WASHINGTON — Comcast may yet get to buy Time Warner Cable.
Various Wall Street analysts have lowered the odds that No. 1 U.S. MSO Comcast’s purchase of No. 2 TWC will be consummated, but they’re still arguing that the $69 billion deal has a better-than-even chance of getting past the Justice Department and Federal Communications Commission.
The FCC’s decision to apply phone company-style Title II common-carrier regulations to broadband Internet-service providers could be a plus for the deal, though opponents last week were trying to make sure that decision did not provide any momentum.
Comcast faces a dual vetting challenge. The FCC and Justice Department are looking at the combination’s traditional cable- TV subscribers, though Comcast is spinning off systems to Charter Communications and the newly created GreatLand Connections to keep that tally below 30% of the national pay TV customer count.

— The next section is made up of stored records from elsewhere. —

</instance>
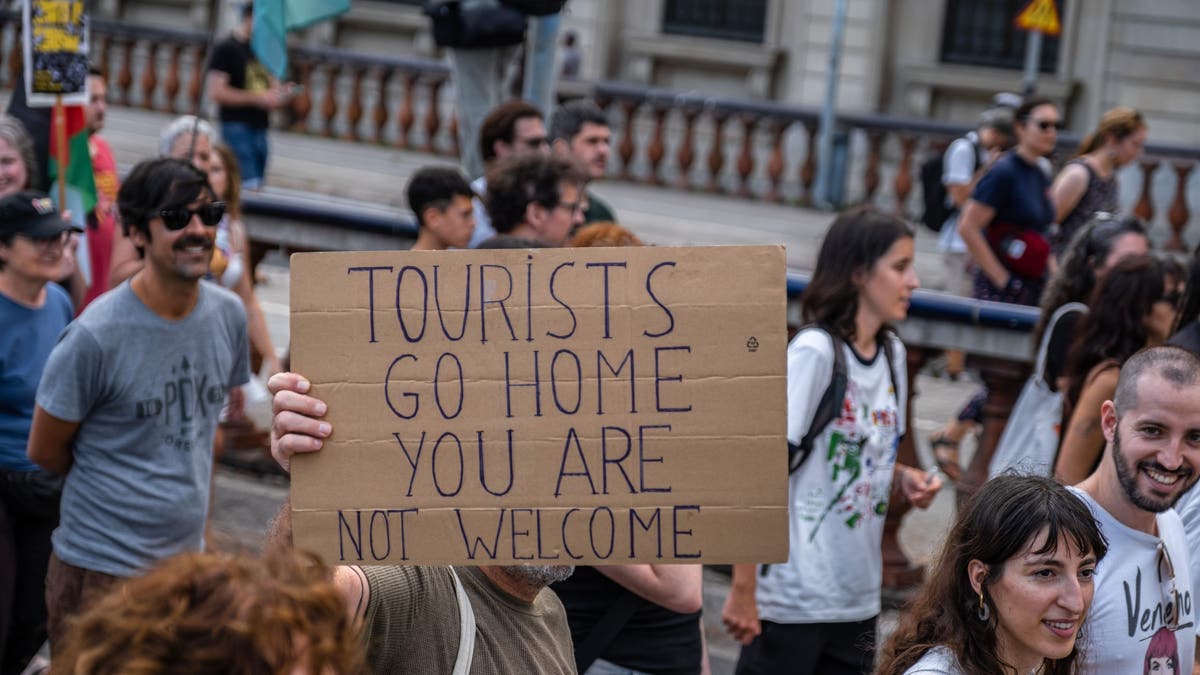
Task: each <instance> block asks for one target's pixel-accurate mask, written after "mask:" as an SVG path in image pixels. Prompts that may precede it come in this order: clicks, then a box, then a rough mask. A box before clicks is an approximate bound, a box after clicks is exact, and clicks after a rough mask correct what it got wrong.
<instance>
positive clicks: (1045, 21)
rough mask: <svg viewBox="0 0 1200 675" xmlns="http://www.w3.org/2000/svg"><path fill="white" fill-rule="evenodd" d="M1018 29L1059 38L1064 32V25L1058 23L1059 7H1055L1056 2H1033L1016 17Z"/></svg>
mask: <svg viewBox="0 0 1200 675" xmlns="http://www.w3.org/2000/svg"><path fill="white" fill-rule="evenodd" d="M1016 28H1024V29H1025V30H1036V31H1038V32H1042V34H1044V35H1050V36H1057V35H1060V34H1061V32H1062V23H1061V22H1058V7H1056V6H1055V1H1054V0H1032V1H1031V2H1030V4H1028V5H1027V6H1026V7H1025V8H1024V10H1021V13H1020V14H1018V16H1016Z"/></svg>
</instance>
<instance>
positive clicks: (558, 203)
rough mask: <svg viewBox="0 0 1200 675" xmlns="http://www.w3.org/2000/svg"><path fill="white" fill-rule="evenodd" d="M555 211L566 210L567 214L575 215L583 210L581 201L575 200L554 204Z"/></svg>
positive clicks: (561, 202)
mask: <svg viewBox="0 0 1200 675" xmlns="http://www.w3.org/2000/svg"><path fill="white" fill-rule="evenodd" d="M554 208H556V209H566V211H568V213H570V214H571V215H575V214H577V213H580V211H582V210H583V201H581V199H576V201H574V202H559V203H557V204H554Z"/></svg>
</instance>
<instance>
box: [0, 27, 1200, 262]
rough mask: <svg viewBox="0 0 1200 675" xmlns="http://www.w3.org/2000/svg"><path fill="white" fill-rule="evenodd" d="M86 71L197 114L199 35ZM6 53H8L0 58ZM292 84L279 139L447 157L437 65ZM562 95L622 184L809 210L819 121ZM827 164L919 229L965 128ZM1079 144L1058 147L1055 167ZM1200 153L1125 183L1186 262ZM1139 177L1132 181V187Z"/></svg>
mask: <svg viewBox="0 0 1200 675" xmlns="http://www.w3.org/2000/svg"><path fill="white" fill-rule="evenodd" d="M18 28H19V14H18V13H17V12H13V11H5V12H0V58H2V59H4V60H5V61H6V62H4V64H0V85H7V86H12V84H13V83H14V82H16V79H17V76H18V73H19V72H20V59H22V54H20V41H19V40H18ZM92 34H94V35H92V44H94V50H95V54H96V61H97V64H98V65H100V66H101V67H102V68H104V71H106V72H108V73H109V83H110V84H109V85H110V89H112V97H113V100H114V101H115V102H116V103H119V104H121V106H137V107H142V108H148V109H155V110H164V112H172V113H185V112H186V113H197V112H199V110H202V109H204V107H205V106H204V98H203V83H204V62H205V54H206V53H208V49H209V48H210V40H209V36H208V35H205V34H202V32H196V31H185V30H173V29H163V28H154V26H143V25H134V24H127V23H119V22H112V20H104V19H95V20H94V22H92ZM4 46H6V47H4ZM292 67H293V79H294V80H295V82H296V83H298V84H299V85H300V90H299V94H298V95H296V96H295V98H294V100H293V104H292V106H290V108H289V109H287V110H283V112H282V113H281V114H278V115H277V118H276V124H277V125H278V126H282V127H286V129H290V130H293V131H298V132H305V133H314V135H322V136H330V137H338V138H344V139H347V141H350V142H362V143H379V144H388V145H394V147H396V148H403V149H410V150H418V151H425V153H431V154H437V155H446V156H455V155H457V151H458V148H457V135H456V130H457V124H456V120H455V117H454V104H452V97H451V96H450V88H449V86H446V85H448V83H449V82H450V70H449V67H448V66H446V65H445V64H444V62H443V61H438V60H430V59H420V58H400V56H372V55H365V54H355V53H350V52H346V50H341V49H319V48H294V49H293V50H292ZM560 94H562V95H590V96H593V97H594V98H596V101H598V102H600V103H601V104H602V106H605V107H606V109H608V112H610V114H611V118H612V119H613V123H614V124H613V127H614V131H616V137H614V161H613V169H612V171H613V173H614V174H616V177H618V178H620V179H623V180H632V181H640V183H647V184H650V185H670V186H673V187H678V189H685V190H698V191H706V192H721V193H730V195H737V196H742V197H746V198H755V199H767V201H772V202H782V203H796V204H800V205H806V204H810V203H811V198H812V187H814V185H815V183H816V177H817V172H818V167H817V157H816V155H817V153H816V145H817V143H816V138H817V132H818V119H820V112H818V110H817V109H816V108H804V107H797V106H785V104H780V103H773V102H763V101H746V100H736V98H726V97H718V96H706V95H702V94H696V92H679V91H670V90H664V89H655V88H648V86H644V85H637V84H625V83H611V82H605V83H594V84H582V85H581V84H580V83H571V85H569V89H564V90H562V91H560ZM838 120H839V135H838V138H839V142H838V148H839V151H838V153H835V154H834V161H835V171H834V172H833V175H834V179H835V180H834V185H835V195H836V196H838V197H839V198H838V199H836V202H838V203H841V204H852V203H875V204H876V205H878V207H881V208H884V209H887V210H890V211H894V213H899V214H901V215H904V216H907V217H914V216H919V215H920V214H919V213H920V207H919V204H918V201H919V186H918V183H919V180H918V177H919V166H920V163H922V162H923V161H924V160H925V159H926V157H929V156H931V154H934V153H941V150H942V149H944V147H946V145H947V143H949V141H952V139H953V138H956V137H958V136H961V135H962V133H965V132H966V131H967V129H966V127H965V126H961V125H953V124H944V123H938V121H930V120H925V119H906V118H896V117H887V115H874V114H860V113H845V114H841V115H839V118H838ZM1078 143H1079V138H1078V137H1076V136H1073V135H1067V133H1064V135H1063V136H1062V139H1061V143H1060V148H1058V153H1057V157H1056V159H1057V160H1060V161H1061V160H1063V159H1064V157H1066V156H1067V155H1068V154H1069V151H1072V150H1073V149H1074V148H1075V147H1076V145H1078ZM1198 160H1200V149H1196V148H1182V147H1175V145H1165V144H1151V145H1148V147H1147V148H1146V155H1145V157H1144V159H1142V160H1141V161H1140V162H1139V166H1138V167H1133V168H1130V169H1128V171H1127V172H1126V174H1127V175H1126V177H1124V178H1126V180H1123V183H1126V190H1124V191H1123V192H1124V193H1126V195H1127V196H1128V208H1129V210H1132V211H1133V213H1135V214H1136V215H1138V216H1140V217H1142V219H1144V220H1146V221H1147V222H1152V223H1153V222H1156V220H1154V219H1156V217H1158V219H1160V220H1162V221H1163V222H1164V225H1165V226H1166V227H1165V231H1166V232H1168V235H1166V237H1165V240H1164V246H1165V247H1166V249H1168V250H1183V247H1184V240H1183V232H1184V231H1186V228H1187V227H1188V225H1189V222H1190V220H1192V208H1190V205H1189V202H1190V201H1192V196H1193V195H1192V193H1200V181H1195V183H1198V185H1192V183H1193V181H1192V178H1193V174H1194V173H1195V167H1196V162H1198ZM1130 172H1136V174H1138V175H1134V173H1130Z"/></svg>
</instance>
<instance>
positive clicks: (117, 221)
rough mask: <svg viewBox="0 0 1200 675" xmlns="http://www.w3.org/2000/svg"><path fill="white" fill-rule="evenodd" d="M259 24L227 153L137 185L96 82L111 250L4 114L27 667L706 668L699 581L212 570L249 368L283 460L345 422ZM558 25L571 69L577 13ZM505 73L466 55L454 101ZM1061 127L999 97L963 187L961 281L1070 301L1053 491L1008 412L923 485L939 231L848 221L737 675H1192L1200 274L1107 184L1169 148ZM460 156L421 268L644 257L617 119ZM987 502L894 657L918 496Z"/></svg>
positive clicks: (220, 146)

As of year-end 2014, Comcast counted some 22.4 million video customers, while Time Warner Cable had 10.8 million pay TV subscribers. After the merger and the system swaps are done, the post-deal Comcast would have just under 30 million subscribers.
FOCUS ON BROADBAND
But likely even more important to an FCC focused on broadband and the power of ISPs over the Internet is the combined company’s share of the high-speed data market.
The FCC plans to change its statutory definition of what constitutes advanced telecommunications deployment, in terms of broadband speed, to a minimum of 25 Megabits per second downstream. This could penalize Comcast and Time Warner Cable for providing that high-speed service, as the companies would have a greater share of those subscribers than they did under the prior 4 Mbps benchmark.
But that might be a miscalculation, said Bernstein Research senior analyst Paul de Sa. While reducing the size of the high-speed market would increase the combined company’s share, de Sa said, it also means that Comcast-TWC would control fewer high-speed households.
“Comcast has a higher share of a smaller number of subscribers, reducing anticompetitive concerns,” de Sa said in a note to investors two weeks ago.
“While the FCC recently set a new number as an aspiration for advanced broadband (a number which over 90% of Comcast customers are already receiving), they’ve set different thresholds for different proceedings,” Comcast executive vice president David Cohen told Multichannel News in an email. “The market for broadband is local, not national, and that’s the way the FCC and the DOJ have looked at it in past transactions.
“Even if taken it as a national market, because TWC has so many fewer customers on higher speeds than we do, the percentage increase when the companies combine increases only 1%,” Cohen added.
Analyst Craig Moffett, who had laid the odds at 80-20 in favor of approval as recently as January, was down to 70-30 last month and now has deal approval at 60-40. That was partly due to the FCC’s decision to redefine high-speed Internet service at 25 Mbps, which he called “emblematic of a relatively anti-cable zeitgeist in Washington.”
Wheeler has singled out ISPs as the potential blocking and degrading link in the Internet chain, with the incentive and opportunity to discriminate against both consumers and edge providers.
The FCC could approve the Comcast-TWC deal with conditions that assured that its new Title II regulations would apply to the largest ISP regardless of whether the U.S. Court of Appeals for the D.C. Circuit might throw them out again.
In addition, as part of the proposed Title II regime, FCC chairman Tom Wheeler has proposed creating a new complaint regime for interconnection issues, such as over-the-top video provider Netflix’s longstanding complaint about having to pay for peering.
That regime could make the FCC more comfortable with allowing a Comcast-TWC combination, particularly given the aggressive stance assumed by Enforcement Bureau chief Travis LeBlanc, who would investigate those interconnection complaints.
TITLE II BOOST?
Bernstein’s de Sa said he sees Title II as a slightly net positive for the deal.
“[T]he new rules provide a basic framework for preventing discrimination by broadband providers against internet content,” he told clients. “In principle, therefore, if the rules work, post-merger Comcast will not be able to exploit the market power that opponents of the deal are concerned about.”
Whichever, Comcast’s Cohen suggests he hopes the Title II decision means the FCC can get moving on the deal.
“Now that the FCC has put in place industry wide rules on the Open Internet — which we’ll evaluate when we see the order — we expect they’ll turn to the pending transaction reviews, both ours and AT&TDirecTV,” Cohen said. “We continue to hope for regulatory approvals early this year.”
Not so fast said the Stop Mega Comcast Coalition, which last week circulated a white paper, “Net Neutrality Rules Are No Cure for Mega-Comcast.”
Comcast last month exercised an option to extend the deal’s breakup date to August.